Sudden spikes in data transfer out: These could indicate a breach or data leak.
Attempts to assume roles from unknown locations: These could indicate a breach of credentials.
Large number of failed access attempts: These could indicate reconnaissance by a rogue actor.
The AWS infrastructure exposes a public HTTP API, and all calls either receive a 200-type HTTP response if the action is accepted and will be processed, or a 400-type or 500-type HTTP response, indicating the problem is with the query. All 400-type responses indicate there is an issue with the request. All 500-type responses indicate that there is an issue with the AWS infrastructure. In case of infrastructure issues, always make sure to repeat the request with an exponential back-off approach, meaning that you wait for an increasingly longer period of time before reissuing the request.

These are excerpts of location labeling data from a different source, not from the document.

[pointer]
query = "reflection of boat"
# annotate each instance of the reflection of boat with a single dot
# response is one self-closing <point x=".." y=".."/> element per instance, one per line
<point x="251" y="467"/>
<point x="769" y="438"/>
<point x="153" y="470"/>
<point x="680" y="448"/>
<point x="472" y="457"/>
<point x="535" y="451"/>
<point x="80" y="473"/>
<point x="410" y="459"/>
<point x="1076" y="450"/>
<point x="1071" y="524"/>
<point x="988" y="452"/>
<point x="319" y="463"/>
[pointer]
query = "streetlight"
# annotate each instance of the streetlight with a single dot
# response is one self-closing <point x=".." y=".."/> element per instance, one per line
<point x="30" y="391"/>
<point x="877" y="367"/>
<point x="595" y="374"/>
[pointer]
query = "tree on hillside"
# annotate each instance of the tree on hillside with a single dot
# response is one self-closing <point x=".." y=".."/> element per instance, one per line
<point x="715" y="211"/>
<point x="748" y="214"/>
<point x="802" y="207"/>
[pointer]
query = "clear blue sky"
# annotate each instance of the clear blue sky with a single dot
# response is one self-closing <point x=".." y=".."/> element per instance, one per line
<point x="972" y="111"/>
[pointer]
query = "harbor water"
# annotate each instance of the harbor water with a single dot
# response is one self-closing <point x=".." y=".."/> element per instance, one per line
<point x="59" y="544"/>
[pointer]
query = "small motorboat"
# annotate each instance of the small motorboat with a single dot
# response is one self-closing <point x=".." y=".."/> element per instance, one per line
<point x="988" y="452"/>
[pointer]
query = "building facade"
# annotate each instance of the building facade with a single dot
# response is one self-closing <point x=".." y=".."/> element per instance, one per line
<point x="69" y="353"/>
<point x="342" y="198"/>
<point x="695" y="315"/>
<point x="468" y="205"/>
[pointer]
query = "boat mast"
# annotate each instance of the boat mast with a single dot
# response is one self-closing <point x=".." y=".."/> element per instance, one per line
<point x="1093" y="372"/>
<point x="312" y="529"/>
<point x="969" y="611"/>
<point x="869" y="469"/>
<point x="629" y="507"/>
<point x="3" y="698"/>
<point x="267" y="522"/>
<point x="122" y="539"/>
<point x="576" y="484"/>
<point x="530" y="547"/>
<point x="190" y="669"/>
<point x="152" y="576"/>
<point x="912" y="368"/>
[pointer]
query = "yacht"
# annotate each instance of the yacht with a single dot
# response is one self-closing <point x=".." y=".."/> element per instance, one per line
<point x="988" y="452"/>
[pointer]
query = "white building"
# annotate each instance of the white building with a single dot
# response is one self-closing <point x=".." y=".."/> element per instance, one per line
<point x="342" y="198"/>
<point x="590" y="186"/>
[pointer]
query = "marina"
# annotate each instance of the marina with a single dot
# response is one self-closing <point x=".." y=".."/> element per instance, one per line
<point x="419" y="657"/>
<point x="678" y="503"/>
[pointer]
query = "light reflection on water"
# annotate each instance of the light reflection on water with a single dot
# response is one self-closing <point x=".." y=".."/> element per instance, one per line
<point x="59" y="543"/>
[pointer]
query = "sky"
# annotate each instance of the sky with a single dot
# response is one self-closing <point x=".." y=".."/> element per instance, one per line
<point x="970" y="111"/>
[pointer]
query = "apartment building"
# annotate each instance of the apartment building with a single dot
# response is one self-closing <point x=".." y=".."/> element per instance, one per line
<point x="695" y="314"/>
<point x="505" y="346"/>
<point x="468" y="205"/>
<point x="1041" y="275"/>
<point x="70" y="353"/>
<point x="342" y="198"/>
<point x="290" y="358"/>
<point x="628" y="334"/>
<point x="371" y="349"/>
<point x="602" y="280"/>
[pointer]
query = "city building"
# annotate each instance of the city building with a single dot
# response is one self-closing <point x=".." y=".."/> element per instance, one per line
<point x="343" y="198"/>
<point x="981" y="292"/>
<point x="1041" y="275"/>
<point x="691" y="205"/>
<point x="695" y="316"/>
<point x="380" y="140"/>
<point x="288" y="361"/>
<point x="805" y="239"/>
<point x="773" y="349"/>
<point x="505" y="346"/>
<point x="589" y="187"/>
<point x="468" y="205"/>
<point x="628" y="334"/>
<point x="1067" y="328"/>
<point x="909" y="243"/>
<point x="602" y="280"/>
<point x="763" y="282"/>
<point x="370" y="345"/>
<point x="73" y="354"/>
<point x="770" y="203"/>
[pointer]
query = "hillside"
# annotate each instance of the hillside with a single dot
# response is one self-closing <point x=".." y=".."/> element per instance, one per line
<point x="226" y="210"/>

Here are some examples of HTTP 400-type and 500-type responses:
400 – bad request: Any 400 error includes a message like InvalidAction, MessageRejected, or RequestExpired. Specific responses by some services also indicate throttling. In case of throttling, you should retry the requests with exponential back-off.
403 – access denied: All IAM polices apply with equal weight, and a deny in one policy denies an action across all policies. Check all the policies attached to the user, group, or role. Check any inline policies and resource policies attached to buckets, queues, and so on.
404 – page not found: This error indicates the object, instance, or resource specified in the query does not exist.
500 – internal failure: This error indicates an internal error on an operational service on the AWS side. You can immediately retry the request and will probably succeed on the second try. If not, retry with exponential back-off.
503 – service unavailable: These errors are rare because they indicate a major failure in an AWS service. You can retry your request using exponential back-off. This way you ensure the request will succeed at some point after the issue is resolved.